Outgoing US president Joe Biden will give a swansong foreign policy speech next week claiming America is far stronger than when Donald Trump left office, a senior US official said Friday.
Biden's address at the State Department on Monday, one week before he leaves the White House, is expected to highlight his efforts to boost the NATO alliance and to support Ukraine against Russia's invasion.
He will also focus on efforts to broaden US alliances in the Asia-Pacific region to challenge an increasingly dominant China, and to combat climate change.
"When President Biden entered office, our alliances had been badly damaged," a senior Biden administration official said on condition of anonymity.

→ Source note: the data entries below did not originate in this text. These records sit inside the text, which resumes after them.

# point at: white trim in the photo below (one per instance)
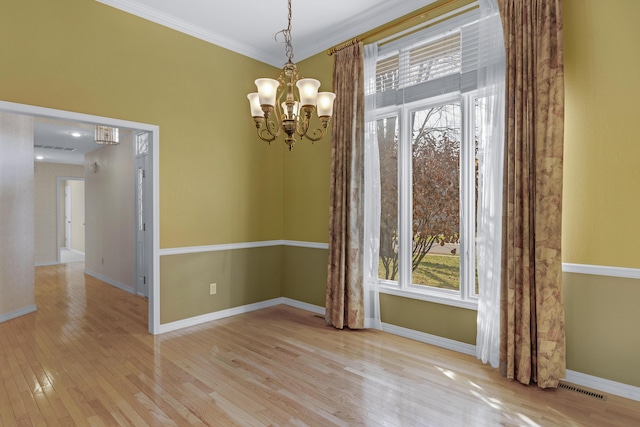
(601, 270)
(447, 343)
(310, 245)
(185, 27)
(243, 245)
(604, 385)
(370, 18)
(197, 320)
(17, 313)
(32, 110)
(303, 306)
(216, 248)
(430, 296)
(111, 282)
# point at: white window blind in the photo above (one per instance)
(441, 59)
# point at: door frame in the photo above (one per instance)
(154, 130)
(60, 180)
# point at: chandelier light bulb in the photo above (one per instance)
(308, 89)
(267, 91)
(254, 102)
(295, 117)
(325, 104)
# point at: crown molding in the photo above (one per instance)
(154, 15)
(305, 46)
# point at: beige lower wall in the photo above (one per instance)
(16, 214)
(46, 204)
(305, 274)
(242, 276)
(454, 323)
(602, 319)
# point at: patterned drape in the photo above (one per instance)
(344, 302)
(532, 341)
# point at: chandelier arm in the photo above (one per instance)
(272, 126)
(265, 136)
(317, 134)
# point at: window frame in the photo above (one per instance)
(465, 297)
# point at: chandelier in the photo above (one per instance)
(273, 115)
(106, 135)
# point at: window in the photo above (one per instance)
(426, 106)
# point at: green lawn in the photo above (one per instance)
(439, 271)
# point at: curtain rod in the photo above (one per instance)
(387, 27)
(342, 46)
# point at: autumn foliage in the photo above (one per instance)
(436, 184)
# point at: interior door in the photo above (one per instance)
(143, 212)
(67, 216)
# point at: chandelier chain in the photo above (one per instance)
(288, 47)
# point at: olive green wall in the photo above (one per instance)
(242, 276)
(602, 319)
(306, 171)
(602, 152)
(601, 176)
(305, 274)
(218, 182)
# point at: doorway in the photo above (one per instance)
(71, 220)
(151, 249)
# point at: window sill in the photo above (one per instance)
(430, 296)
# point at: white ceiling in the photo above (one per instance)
(53, 141)
(249, 26)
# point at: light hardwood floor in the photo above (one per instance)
(85, 358)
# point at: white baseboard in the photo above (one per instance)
(447, 343)
(17, 313)
(111, 282)
(45, 264)
(601, 270)
(303, 305)
(601, 384)
(197, 320)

"During his remarks, President Biden will outline how our alliances and partnerships are the strongest they've ever been thanks to our work."

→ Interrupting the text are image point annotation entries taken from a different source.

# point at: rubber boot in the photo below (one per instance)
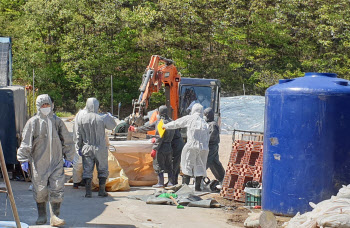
(88, 193)
(186, 179)
(176, 177)
(42, 217)
(55, 212)
(198, 183)
(170, 179)
(160, 183)
(102, 189)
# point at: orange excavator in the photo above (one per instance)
(180, 93)
(160, 71)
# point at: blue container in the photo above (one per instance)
(307, 142)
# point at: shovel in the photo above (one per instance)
(171, 196)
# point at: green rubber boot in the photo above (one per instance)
(42, 217)
(55, 212)
(88, 191)
(102, 189)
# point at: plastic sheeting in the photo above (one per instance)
(12, 120)
(242, 113)
(117, 180)
(334, 212)
(134, 157)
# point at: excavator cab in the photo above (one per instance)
(197, 90)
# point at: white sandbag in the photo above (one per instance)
(344, 192)
(334, 212)
(334, 220)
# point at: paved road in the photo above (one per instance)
(113, 211)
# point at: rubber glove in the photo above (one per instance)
(67, 163)
(132, 128)
(25, 166)
(153, 153)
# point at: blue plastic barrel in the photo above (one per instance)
(307, 142)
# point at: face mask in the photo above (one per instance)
(45, 111)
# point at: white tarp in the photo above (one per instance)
(242, 113)
(334, 212)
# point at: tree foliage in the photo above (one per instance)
(75, 46)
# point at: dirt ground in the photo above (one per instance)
(118, 210)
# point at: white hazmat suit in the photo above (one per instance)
(45, 142)
(92, 143)
(195, 152)
(77, 162)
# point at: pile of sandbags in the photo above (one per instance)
(334, 212)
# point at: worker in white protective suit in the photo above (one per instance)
(195, 152)
(45, 142)
(91, 142)
(78, 161)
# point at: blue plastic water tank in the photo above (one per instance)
(307, 142)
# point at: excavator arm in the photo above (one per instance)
(160, 71)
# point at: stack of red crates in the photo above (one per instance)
(245, 165)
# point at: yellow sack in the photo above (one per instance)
(117, 180)
(160, 128)
(135, 159)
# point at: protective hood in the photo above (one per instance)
(208, 112)
(92, 105)
(197, 109)
(163, 111)
(43, 99)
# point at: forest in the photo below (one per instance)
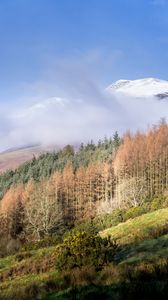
(78, 193)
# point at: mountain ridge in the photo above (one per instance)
(140, 88)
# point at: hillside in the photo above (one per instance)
(12, 159)
(140, 88)
(33, 273)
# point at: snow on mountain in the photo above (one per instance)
(140, 88)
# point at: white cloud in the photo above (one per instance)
(69, 106)
(159, 2)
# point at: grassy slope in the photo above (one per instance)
(137, 229)
(13, 159)
(134, 233)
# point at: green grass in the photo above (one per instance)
(23, 275)
(137, 229)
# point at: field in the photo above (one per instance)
(143, 245)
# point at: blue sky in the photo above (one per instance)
(132, 35)
(74, 49)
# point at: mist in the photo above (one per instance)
(71, 106)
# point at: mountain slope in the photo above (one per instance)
(13, 158)
(140, 88)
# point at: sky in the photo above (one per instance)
(58, 56)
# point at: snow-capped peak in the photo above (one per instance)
(147, 87)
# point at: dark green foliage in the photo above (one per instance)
(46, 242)
(48, 163)
(83, 249)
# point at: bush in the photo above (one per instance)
(83, 249)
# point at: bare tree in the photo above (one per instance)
(132, 192)
(42, 211)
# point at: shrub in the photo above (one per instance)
(83, 249)
(46, 242)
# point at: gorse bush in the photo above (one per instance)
(46, 242)
(83, 249)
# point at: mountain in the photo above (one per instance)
(12, 158)
(140, 88)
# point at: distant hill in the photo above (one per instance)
(12, 158)
(140, 88)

The official said Biden would also highlight how he "stood with Israel when they've been attacked" but made no mention of any progress towards a peace deal in Gaza.
Democrat Biden, 82, is also set to give a wider farewell address in his final days in power before Trump's comeback to the White House on January 20, US media reports said.

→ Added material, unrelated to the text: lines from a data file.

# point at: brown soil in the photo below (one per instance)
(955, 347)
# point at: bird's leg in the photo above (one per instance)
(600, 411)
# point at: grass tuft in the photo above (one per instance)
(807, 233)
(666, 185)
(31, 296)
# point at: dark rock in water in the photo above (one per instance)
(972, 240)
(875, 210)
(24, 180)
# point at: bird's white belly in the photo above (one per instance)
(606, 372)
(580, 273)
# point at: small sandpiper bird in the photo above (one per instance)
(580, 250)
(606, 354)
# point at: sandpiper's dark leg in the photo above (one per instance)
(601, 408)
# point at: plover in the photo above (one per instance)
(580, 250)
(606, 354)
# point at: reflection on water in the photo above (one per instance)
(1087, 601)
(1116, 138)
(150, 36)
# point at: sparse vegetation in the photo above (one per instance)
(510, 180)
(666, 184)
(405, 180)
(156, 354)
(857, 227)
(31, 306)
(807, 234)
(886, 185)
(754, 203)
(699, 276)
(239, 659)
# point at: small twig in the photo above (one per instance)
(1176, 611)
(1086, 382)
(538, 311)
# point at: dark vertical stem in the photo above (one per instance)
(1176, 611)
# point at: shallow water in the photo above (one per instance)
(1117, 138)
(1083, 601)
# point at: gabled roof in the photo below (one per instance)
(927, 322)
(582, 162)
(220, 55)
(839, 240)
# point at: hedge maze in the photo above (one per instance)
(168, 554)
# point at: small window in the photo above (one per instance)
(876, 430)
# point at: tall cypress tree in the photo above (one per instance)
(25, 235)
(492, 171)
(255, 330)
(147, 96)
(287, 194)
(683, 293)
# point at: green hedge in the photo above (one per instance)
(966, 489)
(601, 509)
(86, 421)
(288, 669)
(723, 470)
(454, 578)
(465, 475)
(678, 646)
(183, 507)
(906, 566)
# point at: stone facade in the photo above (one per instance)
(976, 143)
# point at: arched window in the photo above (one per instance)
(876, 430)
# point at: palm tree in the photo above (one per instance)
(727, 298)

Trump has already promised a return to the provocative foreign policy that marked his first term.
The billionaire Republican has talked in recent weeks about meeting the leaders of US adversaries Russia and China, while pledging to end the war in Ukraine by any means necessary.
At the same time, he has browbeaten some of Washington's closest allies, threatening to withdraw support for NATO if other members do not pay more, and making territorial threats against Greenland and Panama.